Infections by viruses are considered one of the biggest problems that threaten worldwide health. The viruses evolve with time in the human body, which boosts the possibility of new fatal cases. The annual announcement of the high number of new cases and mortalities of the respiratory viruses’ illnesses makes them a global health concern. The ongoing outbreak of COVID-19 disease troubles the human being and draws attention to the significance of the laboratory recognition of SARS-CoV-2 in order to limit its proliferation and properly treat infected persons with a critical infection. The development of the diagnosis methods for viral diseases results in controlling and a faster treatment of the infectious pathogens. The current diagnosis methods are relatively slow, costly, have the possibility of false results, and are not accessible to the community. Therefore, there is a high demand for a non-invasive, rapid, low-cost technique for recognizing SARS-CoV-2 and for a device that can provide fast-transmitting data of the community health status to the authorities for rapid prevention.

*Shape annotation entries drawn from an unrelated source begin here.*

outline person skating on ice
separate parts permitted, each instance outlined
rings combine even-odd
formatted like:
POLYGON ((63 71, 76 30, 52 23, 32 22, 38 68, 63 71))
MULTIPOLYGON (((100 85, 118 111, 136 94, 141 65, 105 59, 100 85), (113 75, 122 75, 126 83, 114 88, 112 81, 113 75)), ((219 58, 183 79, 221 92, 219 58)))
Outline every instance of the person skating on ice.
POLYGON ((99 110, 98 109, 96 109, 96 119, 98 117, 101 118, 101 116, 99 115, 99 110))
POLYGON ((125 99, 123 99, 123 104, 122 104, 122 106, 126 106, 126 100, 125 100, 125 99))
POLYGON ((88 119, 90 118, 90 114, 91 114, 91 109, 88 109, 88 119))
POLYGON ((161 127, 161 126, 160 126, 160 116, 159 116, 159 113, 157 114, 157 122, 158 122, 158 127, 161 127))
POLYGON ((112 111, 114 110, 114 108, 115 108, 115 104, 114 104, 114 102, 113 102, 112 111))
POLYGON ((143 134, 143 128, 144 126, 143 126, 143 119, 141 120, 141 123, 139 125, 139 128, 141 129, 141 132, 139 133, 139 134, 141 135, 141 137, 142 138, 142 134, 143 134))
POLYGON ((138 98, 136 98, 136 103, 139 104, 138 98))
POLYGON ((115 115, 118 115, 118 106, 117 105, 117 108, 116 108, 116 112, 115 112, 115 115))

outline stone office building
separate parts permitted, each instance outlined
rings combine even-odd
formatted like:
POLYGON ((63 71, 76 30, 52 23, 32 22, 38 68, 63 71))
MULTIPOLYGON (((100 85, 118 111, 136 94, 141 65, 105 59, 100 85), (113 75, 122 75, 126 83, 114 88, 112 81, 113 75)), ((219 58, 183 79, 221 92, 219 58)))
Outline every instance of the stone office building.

Based on the reported literature above, NIR radiation for viral detection is highly influenced by water. Incorporating the visible light sources and adding the appropriate optical components in the NIRS configuration may increase the sensitivity and specificity of the NIRS system, where the use of the light source at the NIR wavelength is to offset against the water effect. Based on the literature, it is evident that the NIR spectra of viral infections joined with chemometrics and deep learning could be a promising process for virus recognition. Furthermore, this research presented that the precision of NIRS to differentiate the changes due to virus infections was very high and this fact is very interesting. Therefore, it is anticipated in the future that NIRS technology will be employed to diagnose COVID-19 and detect structural changes in the body of infected individuals (as the head and thoraces of Aedes mosquitoes were used in the literature) instead of the antecedent methods such as PCR and ELISA. It can be concluded from this review that the NIRS technique needs an amendment to be applied for discerning the SARS-CoV-2.

The NIRS is a rapid, inexpensive, and non-destructive diagnostic approach that provides numerous benefits in diverse medical applications. The deployment of NIRS in an embedded electronics system produces a miniature and portable device. As the embedded electronics system equips with Bluetooth and Wi-Fi adapters, integrating the NIRS technology with IoT is nearly possible. Through the IoT, the information on the health status of users after using the NIR device for COVID-19 detection can be rapidly updated to the authorities such as health departments; therefore, quick prevention and precaution against the spread of COVID-19 infection among the community can be achieved.